Director Attendance At Annual Meeting

                The Company has adopted a policy encouraging members of the Board of Directors to attend annual meetings. Last year, all of the directors attended the annual meeting.

CORPORATE GOVERNANCE MATTERS

Corporate Governance Principles

                We have adopted corporate governance principles to promote the effective functioning of our board. You can access our Corporate Governance Charter on our website at www.axonyx.com.

                The policies described in our Corporate Governance Charter and in this proxy statement are intended to set forth general guidance for the functioning of our Board and should not be viewed as a set of legally binding obligations. The Board may, from time to time, modify these principles and policies or approve deviations therefrom as it deems appropriate.

Code of Business Conduct and Ethics

                We have adopted a code of business conduct and ethics for our employees, officers and directors. We anticipate that this document will soon be available on our website at www.axonyx.com. This code constitutes a “code of ethics” as defined by the rules of the Securities and Exchange Commission. This code also contains “whistle blower” procedures adopted by our audit committee regarding the receipt, retention and treatment of complaints related to accounting, internal accounting controls or auditing matters and procedures for confidential anonymous employee complaints related to questionable accounting or auditing matters.

Director Independence

                The revised marketplace rules of the Nasdaq Stock Market require that a majority of a company’s directors be independent.

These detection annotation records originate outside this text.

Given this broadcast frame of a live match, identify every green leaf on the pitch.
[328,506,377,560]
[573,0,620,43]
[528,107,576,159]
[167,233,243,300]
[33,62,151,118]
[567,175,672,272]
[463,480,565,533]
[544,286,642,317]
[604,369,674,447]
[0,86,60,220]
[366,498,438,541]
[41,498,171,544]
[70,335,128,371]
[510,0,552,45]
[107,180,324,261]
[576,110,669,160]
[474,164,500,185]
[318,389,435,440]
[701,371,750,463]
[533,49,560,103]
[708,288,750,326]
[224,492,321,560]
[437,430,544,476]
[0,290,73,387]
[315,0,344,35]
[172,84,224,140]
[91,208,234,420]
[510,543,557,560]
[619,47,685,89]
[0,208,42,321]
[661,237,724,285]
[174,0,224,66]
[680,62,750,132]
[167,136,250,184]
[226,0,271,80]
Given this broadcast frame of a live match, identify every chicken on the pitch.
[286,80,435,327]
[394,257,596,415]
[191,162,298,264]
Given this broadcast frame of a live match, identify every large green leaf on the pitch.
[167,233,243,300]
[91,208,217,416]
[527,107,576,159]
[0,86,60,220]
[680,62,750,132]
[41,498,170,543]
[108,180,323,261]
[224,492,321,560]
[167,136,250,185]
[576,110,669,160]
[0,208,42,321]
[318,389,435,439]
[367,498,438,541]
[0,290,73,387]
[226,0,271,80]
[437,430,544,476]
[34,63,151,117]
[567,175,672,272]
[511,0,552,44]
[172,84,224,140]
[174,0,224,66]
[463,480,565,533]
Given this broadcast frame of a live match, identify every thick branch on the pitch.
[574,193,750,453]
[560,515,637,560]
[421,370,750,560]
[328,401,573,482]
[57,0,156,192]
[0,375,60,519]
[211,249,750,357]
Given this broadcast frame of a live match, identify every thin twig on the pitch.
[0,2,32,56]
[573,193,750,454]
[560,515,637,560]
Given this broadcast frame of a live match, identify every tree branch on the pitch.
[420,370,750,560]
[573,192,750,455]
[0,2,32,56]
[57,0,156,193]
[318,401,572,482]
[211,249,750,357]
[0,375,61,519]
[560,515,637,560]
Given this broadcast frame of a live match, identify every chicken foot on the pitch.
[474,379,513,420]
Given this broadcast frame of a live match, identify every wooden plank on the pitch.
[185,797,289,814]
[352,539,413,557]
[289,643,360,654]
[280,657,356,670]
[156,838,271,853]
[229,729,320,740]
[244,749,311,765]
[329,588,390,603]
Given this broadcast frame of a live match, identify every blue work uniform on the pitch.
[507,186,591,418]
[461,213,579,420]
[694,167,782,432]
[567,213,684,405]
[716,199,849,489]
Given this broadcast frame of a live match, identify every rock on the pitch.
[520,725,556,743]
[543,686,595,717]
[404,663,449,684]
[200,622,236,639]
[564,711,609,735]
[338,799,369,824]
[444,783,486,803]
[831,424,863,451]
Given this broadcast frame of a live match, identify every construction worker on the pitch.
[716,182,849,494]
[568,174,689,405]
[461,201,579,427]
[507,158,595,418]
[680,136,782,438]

                We currently have five “independent directors” as defined under the marketplace rules of the Nasdaq Stock Market (Rule 4200), and two non-independent directors. As of the annual meeting date, and assuming election of the directors nominated hereby (one of our current independent directors, Gerard J. Vlak, Ph.D., is not standing for re-election), we will continue to have a majority of independent directors and be in full compliance with the revised marketplace rules of the Nasdaq Stock Market. In assessing director independence, we follow the criteria of the Nasdaq Stock Market. Our current independent directors are: Louis G. Cornacchia, Steven H. Ferris, Ph.D., Gerard J. Vlak, Ph.D, Ralph Snyderman, M.D., and Steven B. Ratoff.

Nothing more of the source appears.